Jun 162014
 

Olaf Hartig has developed a formal model of the “Reification Done Right” concepts [1].  The model formalizes an extension to both RDF (known as RDF*) and SPARQL (known as SPARQL*).  These extensions define a backwards compatible relationship between the RDF data model and the SPARQL query language and an alternative perspective on RDF Reification. The RDF* and SPARQL* models are introduced and formally described in  Foundations of an Alternative Approach to Reification in RDF.

The key contributions of this paper are:

  • Formal extensions of the RDF data model and the SPARQL algebra that reconciles RDF Reification with statement-level metadata;
  • An extended syntax for TURTLE that permits easy interchange of statements about statements.
  • An extended syntax for SPARQL that make it easy to express queries and data for statements about statements.
  • Rewrite rules that may be used to translate RDF* into RDF and SPARQL* into SPARQL.

RDF* and SPARQL* allow statements to appear as Subjects or Objects in other statements.  Statements about these “inline” statements can be interpreted as if they were statements about statements.  The paper shows that this is equivalent to statements about reified RDF statement models.
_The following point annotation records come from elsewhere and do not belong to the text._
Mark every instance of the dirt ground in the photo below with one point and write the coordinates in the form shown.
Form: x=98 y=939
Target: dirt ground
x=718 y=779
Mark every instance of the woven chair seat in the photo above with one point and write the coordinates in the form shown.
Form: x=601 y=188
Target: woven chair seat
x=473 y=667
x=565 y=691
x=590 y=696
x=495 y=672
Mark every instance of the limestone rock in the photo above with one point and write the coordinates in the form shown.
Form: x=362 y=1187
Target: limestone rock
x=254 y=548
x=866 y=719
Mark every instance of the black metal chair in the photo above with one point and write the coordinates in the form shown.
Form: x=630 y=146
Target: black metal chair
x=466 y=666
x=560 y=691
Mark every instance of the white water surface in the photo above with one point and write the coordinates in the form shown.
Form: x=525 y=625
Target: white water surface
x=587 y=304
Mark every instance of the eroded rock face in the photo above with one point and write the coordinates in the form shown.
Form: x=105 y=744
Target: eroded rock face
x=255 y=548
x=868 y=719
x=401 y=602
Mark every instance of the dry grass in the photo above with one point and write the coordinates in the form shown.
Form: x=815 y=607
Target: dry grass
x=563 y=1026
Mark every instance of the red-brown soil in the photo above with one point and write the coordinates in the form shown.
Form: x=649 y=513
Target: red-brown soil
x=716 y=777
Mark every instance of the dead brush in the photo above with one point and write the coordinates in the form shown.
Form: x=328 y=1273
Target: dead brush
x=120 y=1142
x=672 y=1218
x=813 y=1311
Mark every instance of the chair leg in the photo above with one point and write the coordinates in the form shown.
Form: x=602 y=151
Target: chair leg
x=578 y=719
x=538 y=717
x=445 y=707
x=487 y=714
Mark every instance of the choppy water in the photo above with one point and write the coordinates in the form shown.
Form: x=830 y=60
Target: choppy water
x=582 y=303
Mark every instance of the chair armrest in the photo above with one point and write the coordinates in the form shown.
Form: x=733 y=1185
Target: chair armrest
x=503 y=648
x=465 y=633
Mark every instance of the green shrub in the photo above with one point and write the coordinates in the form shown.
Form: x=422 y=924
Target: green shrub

For example, the following statements declare a name for some resource “:bob”, an age for :bob, and provide assertions about how and where that age was obtained:

:bob foaf:name "Bob" .
<<:bob foaf:age 23>> dct:creator <http://example.com/crawlers#c1>
                     dct:source <http://example.net/homepage-listing.html> .

and then queried using:

SELECT ?age ?src WHERE {
   ?bob foaf:name "Bob" .
   <<?bob foaf:age ?age>> dct:source ?src .
}

In both cases the << >> notation denotes a statement appearing as the Subject or Object of another statement.  Further, statements may become bound to variables as shown in this alternative syntax:

SELECT ?age ?src WHERE {
   ?bob foaf:name "Bob" .
   BIND( <<?bob foaf:age ?age>> AS ?t ) .
   ?t dct:source ?src .
}

The paper proves that these examples are equivalent using RDF Reification. That is RDF Reification already gives us a mechanism to represent, interchange, and query statements about statements.  However, the paper also shows that statements about statements may be modeled and queried within the database in a wide variety of different physical schemas that allow great efficiency and data density when compared to naive indexing of RDF statement models.  This gives database designers enormous freedom in how they choose to represent those statements about statements and helps to counter the impression that RDF databases are necessarily bad for problems requiring link attributes.  For example, any of the following physical schema could be used to represent these statements about statements:

  • Explicitly model the statements about statements as reified RDF statement models;
  • Associating a “statement identifier” with each statement in the database and then using it to represent statements about statements;
  • Directly embed the statement “:bob foaf:age 23″ into the representation of each statement about that statement (inlining within the statement indices using variable length and recursively embedded encodings of the Subject and Object of a statement); and
  • Extending the (s,p,o) table to include additional columns, in this case dct:creator and dct:source.  This can be advantageous when some metadata predicate has a maximum cardinality of one and is used for most statements in the database (for example, this could be used to create an efficient bi-temporal database with statement-level metadata columns for the business-start-time, business-end-time, and transaction-time for each assertion).

By clarifying the formal semantics of RDF Reification and offering a simplified syntax for data interchange, query, and update, database designers and database users can now more easily and confidentially model domains that require statement level metadata.  There is a long list of such domains, including domains that model events, domains that require link attributes, sparse matrices, the property graph model, etc.

Bigdata supports RDF* and SPARQL* for the efficient interchange, query, and update of statements about statements.  Today, this is enabled to through the “SIDS” option

com.bigdata.rdf.store.AbstractTripleStore.statementIdentifiers=true

This enables the historical mechanism for efficient statements about statements in bigdata.  In the future, we plan to add support for RDF* and SPARQL* to the quads mode of the platform as well.  This will allow statement level metadata to co-exist seamlessly with the named graphs model.

Thanks,
Bryan

[1] http://arxiv.org/abs/1406.3399